I’ve been sharply critical of Blue Labour elsewhere (see here and here) and so it would be easy to crow about all of this. But, aside from the fact that openly demonstrating schadenfreude never looks very attractive, I think that it would be a big mistake for anyone on the left to attempt to dance on Blue Labour’s grave. For one thing, it’s not at all clear that Blue Labour is dead and buried. It’s very difficult to predict how all of this is going to develop. Certainly Glasman’s star appears to have waned and I’d be surprised if anyone influential in or around the Labour Party tried to repeat the sorts of things that he’s said about immigration – but many of the central ideas animating the Blue Labour project may well have greater staying power. Indeed, Cruddas and Rutherford have stated that ‘they hope it will be possible to salvage some of the ideas and themes’ that Blue Labour has been developing. There is certainly scope for some sort of salvaging and regrouping process - whether or not any reformulated project continues to use the Blue Labour tag. It’s pretty clear that the Labour leadership are looking for a new narrative of purpose and identity to fill the post-New Labour void and also to reposition itself in the context of the unfolding economic crisis which is slowly but very fundamentally reshaping the political terrain. Manic Blairite neoliberalism is no longer appropriate for a broadly social democratic party in an era of austerity (which one report recently suggested would last for decades) – Blue Labour is, in my view, well suited for a party which seeks to manage capitalism in a time of ‘belt-tightening’. Blue Labour ideas appear to have sunk fairly deep roots within the upper echelons of Labour and they are unlikely to disappear entirely.

The second reason not to crow about recent developments is that I think that there are some valuable aspects to the Blue Labour project which it would be a shame to see ditched with the less attractive parts. Critics of Blue Labour have often tended to go in for rather sweeping denunciations – myself, perhaps, included. Part of the reason for this is that tight restrictions in terms of word count on sites like the Guardian’s ‘Comment is Free’ tend to dictate that arguments are written in polemical style leaving little space for nuance and complexity. Sometimes, in addition, it’s fairly clear that critics haven’t taken much time to read up on what Blue Labourites are actually saying in their more measured and lengthy pieces (away from the deliberately provocative sound-bite approach that Lord Glasman, for example, often engages in).   

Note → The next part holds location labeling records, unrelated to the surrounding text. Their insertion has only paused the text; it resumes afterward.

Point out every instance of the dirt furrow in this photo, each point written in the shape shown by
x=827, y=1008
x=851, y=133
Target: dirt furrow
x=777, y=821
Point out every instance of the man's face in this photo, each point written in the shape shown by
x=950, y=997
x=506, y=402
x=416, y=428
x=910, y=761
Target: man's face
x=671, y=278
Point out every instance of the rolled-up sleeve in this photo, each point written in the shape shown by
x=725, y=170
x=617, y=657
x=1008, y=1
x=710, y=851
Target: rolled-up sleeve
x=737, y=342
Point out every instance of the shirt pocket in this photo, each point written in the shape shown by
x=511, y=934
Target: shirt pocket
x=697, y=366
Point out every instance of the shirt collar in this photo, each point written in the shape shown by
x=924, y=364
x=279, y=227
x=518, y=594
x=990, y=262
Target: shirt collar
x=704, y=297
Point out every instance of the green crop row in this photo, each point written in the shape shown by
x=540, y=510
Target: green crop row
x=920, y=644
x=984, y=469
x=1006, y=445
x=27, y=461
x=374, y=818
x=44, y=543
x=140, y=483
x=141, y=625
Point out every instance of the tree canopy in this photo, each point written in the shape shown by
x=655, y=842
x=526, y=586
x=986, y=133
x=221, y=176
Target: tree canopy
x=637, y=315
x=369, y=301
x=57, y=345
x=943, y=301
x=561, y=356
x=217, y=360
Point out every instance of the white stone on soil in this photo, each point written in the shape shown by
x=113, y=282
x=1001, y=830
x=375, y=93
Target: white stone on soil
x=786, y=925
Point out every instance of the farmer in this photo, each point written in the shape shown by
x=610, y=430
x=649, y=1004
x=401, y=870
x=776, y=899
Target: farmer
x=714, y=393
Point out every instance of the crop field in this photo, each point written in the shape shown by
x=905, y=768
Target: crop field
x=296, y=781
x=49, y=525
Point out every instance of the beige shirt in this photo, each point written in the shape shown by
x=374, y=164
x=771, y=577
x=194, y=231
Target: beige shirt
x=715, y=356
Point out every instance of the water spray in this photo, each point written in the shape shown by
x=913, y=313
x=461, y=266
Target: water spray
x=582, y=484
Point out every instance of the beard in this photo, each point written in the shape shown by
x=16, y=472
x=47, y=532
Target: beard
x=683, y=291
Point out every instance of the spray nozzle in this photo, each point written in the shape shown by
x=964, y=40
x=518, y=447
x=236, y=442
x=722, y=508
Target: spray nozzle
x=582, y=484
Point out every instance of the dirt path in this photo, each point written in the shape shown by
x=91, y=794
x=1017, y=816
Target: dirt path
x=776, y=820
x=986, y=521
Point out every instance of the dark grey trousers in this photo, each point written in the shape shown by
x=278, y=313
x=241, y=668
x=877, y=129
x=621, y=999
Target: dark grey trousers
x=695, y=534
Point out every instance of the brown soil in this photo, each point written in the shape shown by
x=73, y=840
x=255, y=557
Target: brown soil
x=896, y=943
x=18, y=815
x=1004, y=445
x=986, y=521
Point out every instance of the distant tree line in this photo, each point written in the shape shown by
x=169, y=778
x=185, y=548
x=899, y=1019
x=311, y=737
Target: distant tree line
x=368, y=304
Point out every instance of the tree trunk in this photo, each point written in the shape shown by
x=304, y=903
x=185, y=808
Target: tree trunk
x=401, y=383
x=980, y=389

Let me be clear about this. I think that much of what Blue Labour has said is poisonous and dangerous. Beyond this, furthermore, I’m not at all convinced by much of the rest. But in amongst the dangerous and the unconvincing are some valuable observations and ideas that are often overlooked. Given that the Blue Labour project is now in flux – at a point at which it will have to be either radically reformulated or abandoned entirely – it seems an apposite time for interventions from the left to help reshape the debate surrounding this project or, at least, to sort out more clearly what we think about it in considered and nuanced terms. I hope this article might, in some small way, contribute to this process.

I’m not a member of the Labour Party and, indeed, I’m not a social democrat either. I’m deeply sceptical in relation to the broadly defined tradition of labourism itself as an effective vehicle for left-wing politics. This, of course, significantly colours my view of Blue Labour and my views in relation to the feasibility of the sorts of measures of reform that it proposes. Nevertheless, whatever your views on labourism, it’s clearly in the interests of all of those on the left (whether they operate within or separately from the Labour Party) that Labour advocates policies that are, at least, less bad or damaging than they might otherwise be, even if we don’t hold out much hope that Labour might promote the sort of approach that we would prefer overall.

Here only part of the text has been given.